Chaque virus contient une seule hémagglutinine et une seule
neuraminidase ; on a donc 135 combinaisons virales
possibles. En outre, les dérives antigéniques du virus, portant sur
les hémagglutinines en particulier, sont bien connues. Depuis une
vingtaine d’années, on assiste régulièrement dans le monde à des
explosions d’influenza aviaire dues à des
virus H5-H7-H9.Parallèlement,
on observait jusqu’à présent des épidémies de grippe classique
H1N1-H2N2-H3N
2… qui sont les composants du vaccin classique.On comprendra
donc l’inquiétude des experts lors de l’apparition de ces cas
graves de grippe humaine en 1997 à Hong Kong (18 cas et
6 décès) consécutifs à une épizootie d’influenza aviaire due à
un nouveau virus H5N1, virus que l’homme
ne connaissait pas immunologiquement, le rendant donc totalement
sensible, poussant ainsi vétérinaires et médecins à la mise au
point de vaccins.Cette recherche est devenue d’autant plus urgente
qu’à partir de janvier 2004, la maladie a explosé chez les
volailles (plusieurs centaines de millions de morts) ; chez
l’homme, les cas sporadiques et mortels sont devenus plus nombreux
(184 cas et 103 décès au 22 mars 2006 [3].Les
solutions vaccinales adoptées sont différentes chez l’homme ou
l’animal.
Vaccination animale
Possibilités éventuelles
L’extrême virulence du virus asiatique tue rapidement l’œuf
embryonné inoculé, rendant impossible la production virale
classique sur œuf. Diverses solutions sont proposées :
- – soit utiliser une autre souche
aviaire H5 moins virulente cultivée sur œuf,
vaccinante mais possédant une neuraminidase différente. Il s’agit
de la technique dite DIVA (Differenciated Infected from
Vaccinated Animals) [4] Elle fut utilisée avec succès en Italie,
couplée à des mesures sanitaires (abattage et isolement) avec un
vaccin H7N3, pour juguler l’épizootie de
2000-2002 due au type H7N1. L’avantage
de cette technique est de permettre de différencier par la
recherche des anticorps, les animaux sains vaccinés (N3), des
infectés (anticorps N1), des vaccinés et infectés (N1 et
N3) ;
- – soit essayer de trouver un virus homologue apathogène
(qui n’a pas encore été trouvé) pouvant être utilisé comme vaccin
vivant ;
- – soit réaliser un vaccin par ingénierie génétique, en
couplant le gène H5 à un virus aviaire non pathogène,
puis l’utiliser comme vaccin vivant (fowl pox) ou tué (solution des
vaccins humains grippaux).
Remarquons que la stratégie européenne n’est pas favorable à la
vaccination tant que l’Europe ne connaîtra que quelques foyers
d’influenza, vite circonscrits par un abattage rapide accompagné de
l’indemnisation des éleveurs.
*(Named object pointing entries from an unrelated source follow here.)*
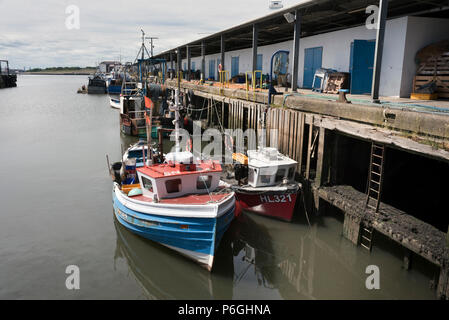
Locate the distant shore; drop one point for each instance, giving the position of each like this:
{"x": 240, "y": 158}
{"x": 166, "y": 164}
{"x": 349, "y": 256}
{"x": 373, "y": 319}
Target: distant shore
{"x": 65, "y": 72}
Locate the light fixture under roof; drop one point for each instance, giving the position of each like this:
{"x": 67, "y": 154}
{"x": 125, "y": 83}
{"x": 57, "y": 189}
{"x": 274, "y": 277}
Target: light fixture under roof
{"x": 276, "y": 4}
{"x": 290, "y": 17}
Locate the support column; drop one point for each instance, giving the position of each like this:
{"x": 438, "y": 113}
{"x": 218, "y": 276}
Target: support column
{"x": 203, "y": 60}
{"x": 222, "y": 52}
{"x": 255, "y": 40}
{"x": 189, "y": 67}
{"x": 383, "y": 10}
{"x": 296, "y": 37}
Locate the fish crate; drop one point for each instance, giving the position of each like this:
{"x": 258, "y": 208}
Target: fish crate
{"x": 424, "y": 96}
{"x": 336, "y": 81}
{"x": 442, "y": 82}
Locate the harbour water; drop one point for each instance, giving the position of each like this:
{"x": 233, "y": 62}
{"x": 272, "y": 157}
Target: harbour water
{"x": 56, "y": 211}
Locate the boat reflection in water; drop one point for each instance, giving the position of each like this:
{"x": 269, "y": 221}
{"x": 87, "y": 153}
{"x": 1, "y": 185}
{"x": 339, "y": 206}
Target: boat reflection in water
{"x": 262, "y": 258}
{"x": 164, "y": 274}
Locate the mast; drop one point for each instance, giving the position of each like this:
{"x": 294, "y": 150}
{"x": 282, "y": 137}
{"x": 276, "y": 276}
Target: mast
{"x": 177, "y": 107}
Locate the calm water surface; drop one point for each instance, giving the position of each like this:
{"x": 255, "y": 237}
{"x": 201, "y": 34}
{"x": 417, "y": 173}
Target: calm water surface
{"x": 57, "y": 211}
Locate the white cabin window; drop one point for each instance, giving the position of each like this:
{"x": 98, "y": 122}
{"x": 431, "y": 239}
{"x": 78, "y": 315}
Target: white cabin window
{"x": 265, "y": 178}
{"x": 291, "y": 173}
{"x": 204, "y": 182}
{"x": 147, "y": 184}
{"x": 173, "y": 186}
{"x": 251, "y": 174}
{"x": 280, "y": 174}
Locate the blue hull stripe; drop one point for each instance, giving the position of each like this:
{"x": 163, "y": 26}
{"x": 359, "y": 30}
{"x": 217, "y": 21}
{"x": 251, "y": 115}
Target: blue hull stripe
{"x": 202, "y": 235}
{"x": 115, "y": 89}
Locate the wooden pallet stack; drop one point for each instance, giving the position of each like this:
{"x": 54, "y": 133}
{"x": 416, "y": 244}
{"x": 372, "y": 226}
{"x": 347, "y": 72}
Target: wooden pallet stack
{"x": 435, "y": 69}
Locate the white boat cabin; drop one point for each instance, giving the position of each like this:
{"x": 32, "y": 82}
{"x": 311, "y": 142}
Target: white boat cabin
{"x": 178, "y": 177}
{"x": 268, "y": 167}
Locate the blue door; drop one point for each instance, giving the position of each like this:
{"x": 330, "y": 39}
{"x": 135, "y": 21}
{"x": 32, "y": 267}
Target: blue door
{"x": 312, "y": 61}
{"x": 212, "y": 69}
{"x": 234, "y": 66}
{"x": 259, "y": 62}
{"x": 361, "y": 66}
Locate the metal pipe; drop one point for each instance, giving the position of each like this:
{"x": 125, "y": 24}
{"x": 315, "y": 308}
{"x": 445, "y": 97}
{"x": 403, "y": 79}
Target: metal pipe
{"x": 383, "y": 11}
{"x": 271, "y": 88}
{"x": 222, "y": 46}
{"x": 296, "y": 39}
{"x": 255, "y": 40}
{"x": 188, "y": 63}
{"x": 203, "y": 60}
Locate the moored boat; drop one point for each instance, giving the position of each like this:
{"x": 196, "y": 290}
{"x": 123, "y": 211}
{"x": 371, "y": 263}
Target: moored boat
{"x": 97, "y": 85}
{"x": 180, "y": 205}
{"x": 114, "y": 103}
{"x": 271, "y": 189}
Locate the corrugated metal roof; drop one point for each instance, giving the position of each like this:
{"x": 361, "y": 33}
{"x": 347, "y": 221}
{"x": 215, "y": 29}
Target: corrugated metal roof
{"x": 318, "y": 16}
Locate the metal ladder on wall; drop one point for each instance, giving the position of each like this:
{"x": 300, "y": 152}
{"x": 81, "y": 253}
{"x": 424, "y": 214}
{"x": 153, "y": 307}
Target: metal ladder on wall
{"x": 366, "y": 237}
{"x": 374, "y": 190}
{"x": 375, "y": 176}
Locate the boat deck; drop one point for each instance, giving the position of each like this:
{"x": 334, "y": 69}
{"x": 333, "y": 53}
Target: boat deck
{"x": 192, "y": 199}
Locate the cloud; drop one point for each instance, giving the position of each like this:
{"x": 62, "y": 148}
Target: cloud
{"x": 34, "y": 33}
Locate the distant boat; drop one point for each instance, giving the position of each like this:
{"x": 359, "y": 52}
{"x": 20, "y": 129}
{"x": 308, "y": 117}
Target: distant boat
{"x": 97, "y": 85}
{"x": 132, "y": 110}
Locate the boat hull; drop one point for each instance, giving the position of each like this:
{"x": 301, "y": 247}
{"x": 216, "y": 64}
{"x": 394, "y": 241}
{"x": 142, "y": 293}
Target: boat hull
{"x": 96, "y": 90}
{"x": 194, "y": 237}
{"x": 276, "y": 203}
{"x": 115, "y": 103}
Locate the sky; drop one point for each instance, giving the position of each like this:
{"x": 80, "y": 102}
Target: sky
{"x": 35, "y": 34}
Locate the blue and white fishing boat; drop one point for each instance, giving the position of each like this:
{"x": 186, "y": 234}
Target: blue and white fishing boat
{"x": 181, "y": 203}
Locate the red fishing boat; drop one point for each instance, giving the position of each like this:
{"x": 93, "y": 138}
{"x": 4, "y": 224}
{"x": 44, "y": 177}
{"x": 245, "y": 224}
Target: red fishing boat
{"x": 271, "y": 189}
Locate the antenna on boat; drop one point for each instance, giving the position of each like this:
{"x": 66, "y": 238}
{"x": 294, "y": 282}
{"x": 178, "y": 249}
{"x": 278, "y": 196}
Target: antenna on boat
{"x": 176, "y": 109}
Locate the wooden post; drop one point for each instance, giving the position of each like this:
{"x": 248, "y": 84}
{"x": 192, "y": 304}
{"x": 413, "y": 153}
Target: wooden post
{"x": 301, "y": 141}
{"x": 443, "y": 284}
{"x": 320, "y": 159}
{"x": 309, "y": 146}
{"x": 407, "y": 259}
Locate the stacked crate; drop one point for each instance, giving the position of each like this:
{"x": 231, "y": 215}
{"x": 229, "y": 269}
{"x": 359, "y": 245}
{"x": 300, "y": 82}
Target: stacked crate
{"x": 434, "y": 69}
Une autorisation est accordée, si
l’urgence s’en fait sentir, à la vaccination des canards vivant à
l’extérieur.
La vaccination aviaire n’est réservée, selon les experts et
l’Office international des épizooties (OIE), qu’aux seuls pays
massivement envahis par la maladie et pour lesquels l’abattage
devient inopérant.
Applications
Vaccins DIVA
Quatre laboratoires (États-Unis, France, Pays-Bas, Chine)
fabriquent à notre connaissance, ce type de vaccin. Il s’agit d’un
vaccin H5N2, préparé à partir d’une
souche anglaise de 1978.
Cinq milliards de doses ont déjà été utilisées en Chine. Il
s’agit, en général de vaccins tués adjuvés par un excipient
huileux, inutilisable chez l’homme en raison de fortes réactions
locales et durables.
Il existe également des vaccins H5N6,
ainsi que des vaccins H7N7
et H9N2, destinés à protéger les
élevages européens, américains et asiatiques des différents virus
aviaires rencontrés actuellement :
H5, H7, H9[5].
L’immunité se mesure :
- – par la détermination du taux des anticorps IHA
(inhibant l’hémagglutination) ≥ 256, quatre semaines après la
revaccination ;
- – ou par des épreuves virulentes : les résultats
sont conformes à ce que l’on en attendait :
. protection des élevages sains 18 jours après la
revaccination dans un environnement contaminé [6], absence de
mortalité après épreuve virulente [7] ;
. forte diminution de l’excrétion virale chez les
vaccinés : 106,3 et 106,16 chez les
témoins ; 101,23 et 101,78 (frottis
oronasal) ; 101 et 101,53 (frottis
cloacal) chez les vaccinés. Il y a donc une réduction mais pas un
arrêt de l’excrétion virale, de l’ordre de 10 000 à
100 000 fois par rapport aux animaux témoins.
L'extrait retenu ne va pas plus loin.